There are very many photochemical reactions: Up to 50–100 mutagenic reactions on DNA per second might occur in a skin cell during exposure to sunlight, but are usually corrected within seconds by photolyase reactivation or nucleotide excision repair. (That's just DNA, excluding O2 and other cell constituents)
chemist ref and wiki ref
Molecules that absorb photons can adopt transient excited states whose chemical and physical properties differ greatly from the original compounds.
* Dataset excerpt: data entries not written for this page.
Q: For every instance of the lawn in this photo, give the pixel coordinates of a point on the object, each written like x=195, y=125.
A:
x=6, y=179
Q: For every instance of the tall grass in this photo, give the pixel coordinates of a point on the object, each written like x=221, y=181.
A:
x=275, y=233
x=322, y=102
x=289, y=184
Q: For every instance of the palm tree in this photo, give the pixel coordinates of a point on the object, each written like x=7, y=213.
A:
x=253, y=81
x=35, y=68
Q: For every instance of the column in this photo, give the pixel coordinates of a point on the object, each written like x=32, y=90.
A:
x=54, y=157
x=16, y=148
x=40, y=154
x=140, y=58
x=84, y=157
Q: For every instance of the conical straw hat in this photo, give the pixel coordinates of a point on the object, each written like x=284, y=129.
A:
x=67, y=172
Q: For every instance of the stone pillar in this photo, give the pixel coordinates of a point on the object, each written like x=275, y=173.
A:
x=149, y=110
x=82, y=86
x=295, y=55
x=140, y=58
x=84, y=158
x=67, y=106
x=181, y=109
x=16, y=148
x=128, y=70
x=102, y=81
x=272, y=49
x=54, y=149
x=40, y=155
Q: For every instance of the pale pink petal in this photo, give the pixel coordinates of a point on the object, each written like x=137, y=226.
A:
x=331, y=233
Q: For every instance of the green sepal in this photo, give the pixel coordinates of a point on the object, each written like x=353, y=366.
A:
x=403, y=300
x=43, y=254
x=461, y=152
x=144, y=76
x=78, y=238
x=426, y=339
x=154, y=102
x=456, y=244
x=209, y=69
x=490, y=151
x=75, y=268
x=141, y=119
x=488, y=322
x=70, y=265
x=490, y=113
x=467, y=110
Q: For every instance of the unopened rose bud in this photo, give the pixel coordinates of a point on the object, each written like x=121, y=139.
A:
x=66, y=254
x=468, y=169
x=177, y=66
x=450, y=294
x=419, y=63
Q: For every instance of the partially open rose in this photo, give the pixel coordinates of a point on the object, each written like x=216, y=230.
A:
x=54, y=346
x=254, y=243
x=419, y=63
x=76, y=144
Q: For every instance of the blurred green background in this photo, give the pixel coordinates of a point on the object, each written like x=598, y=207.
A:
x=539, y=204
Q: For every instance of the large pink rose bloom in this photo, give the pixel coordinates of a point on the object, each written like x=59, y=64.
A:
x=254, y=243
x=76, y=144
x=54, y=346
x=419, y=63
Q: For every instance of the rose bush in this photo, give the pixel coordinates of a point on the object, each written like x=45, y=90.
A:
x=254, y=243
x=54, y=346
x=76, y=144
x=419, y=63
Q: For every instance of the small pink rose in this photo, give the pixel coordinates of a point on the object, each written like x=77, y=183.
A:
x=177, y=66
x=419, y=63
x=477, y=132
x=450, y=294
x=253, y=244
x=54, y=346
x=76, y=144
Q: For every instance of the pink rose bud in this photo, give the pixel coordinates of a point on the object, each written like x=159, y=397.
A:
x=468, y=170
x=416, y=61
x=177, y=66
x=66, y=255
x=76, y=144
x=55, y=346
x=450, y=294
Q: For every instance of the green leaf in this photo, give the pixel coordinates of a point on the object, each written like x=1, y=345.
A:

New chemical species arise, which can cleave, glue in different places, change structures, combine with other molecules. They can also transfer electrical charge, protons and hydrogen atoms, to other atoms.
The elevated states of compounds are stronger acids and reductants than the ground states.
Free radicals from UV have an indirect effect on DNA:
Superoxide is partitioned by the enzyme Superoxide dismutase into O2 and H2O2, eventually giving way to hydroxyl radicals OH.
Hydroxyl radicals can attack the deoxyribose backbone and bases, potentially causing a plethora of lesions that can be cytotoxic or mutagenic.
UV's can also detach iron atoms in the mitochondria, which can breach the mitochondria and cause havoc inside the cell.
Cyclobutane pyrimidine dimers are the most common DNA mutation cause by photons.
Two "T" bases forming thyamine dimer:
it can also be thiamine-cysteine.
UVB is a lot more reactive with DNA, and recent studies find that UVA travels deeper and can also cause CPD dimers.
Photochemistry in cells is a bit like throwing a spanner at a billiard table, reactions can occur with hundreds or thousands of organic compounds, one of those being DNA.
The following is the answer I posted prior to that:
Radiation/electromagnetic waves are an extended version of the visible light rainbow spectrum, which go from radio waves to X-rays and Gamma rays.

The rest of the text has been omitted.